Many Indian Americans who entered the motel industry followed the advice of others who had already found success in the field. This often involved giving each other informal loans without collateral or a fixed payment schedule, trusting that the money would be repaid when the borrower was capable.
Once a family had purchased a motel, they would often live on the property and perform all the necessary tasks to run it, such as cleaning rooms and checking in guests. This allowed them to save on labor costs and put all their profits back into the business.
That helped keep costs down, and profits went toward acquiring new motels. By the 1980s Gujaratis had come to dominate the industry.
For many second-generation Gujaratis who were raised in a motel run by their parents, life was hard.
Manoj Pandoria, a cheerful 47-year-old man with bright eyes, grew up at the Holiday Motel in Rocky Mount, North Carolina, which his parents took over in 1981, soon after his family moved to the United States.
Set on three acres in the middle of pine forests and cornfields, the 23-room property was a lonely place to live as a child. “My weekends were spent cleaning rooms with my parents,” Pandoria says.

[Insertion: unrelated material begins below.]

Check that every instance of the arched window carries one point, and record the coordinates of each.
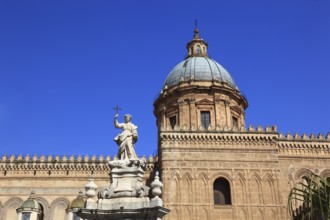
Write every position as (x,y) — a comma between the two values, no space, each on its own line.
(221,192)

No boundary existed between work and life. “Any time that someone wanted a room or wanted to buy a snack or needed toilet paper, or anything, they would come to the office,” he recalls, “and we would have to stop whatever we were doing and serve that client.”
The only playmates Pandoria and his siblings had were some kids who lived in a trailer on the other side of the highway. That’s why they loved the summers when the motel’s swimming pool would attract kids from the neighboring areas.
After college, Pandoria worked at IBM and at a hotel before starting a chain of beauty spas. (His parents sold the motel to a Patel family.) Looking back, he says he owes his entrepreneurial drive to his growing-up years. “I saw my dad working in the middle of the night,” he says.
His mother had to straighten up rooms every morning without fail, no matter how tired she was. To succeed requires diligence, he says: “Hard work is not an option.”
Indian Americans have not only flourished in the motel industry, but they have also helped to transform it. Many Indian American motel owners have modernized their properties and added amenities such as swimming pools and fitness centers to attract a more upscale clientele.
They have also introduced new management and marketing strategies to better compete with larger hotel chains.
Apart from bringing new innovations to grow business, Indian American motel owners have also made a point of giving back to their communities. Many have donated generously to local charities and causes, and have provided jobs and economic opportunities for other members of their communities.
The rise of Indian Americans in the motel industry is a tremendous success story. Indian American motel owners have worked hard, shown determination, and used their entrepreneurial skills to build successful businesses for themselves.
Along the way, they’ve also changed the motel industry and given back to their communities. It’s a pretty impressive feat.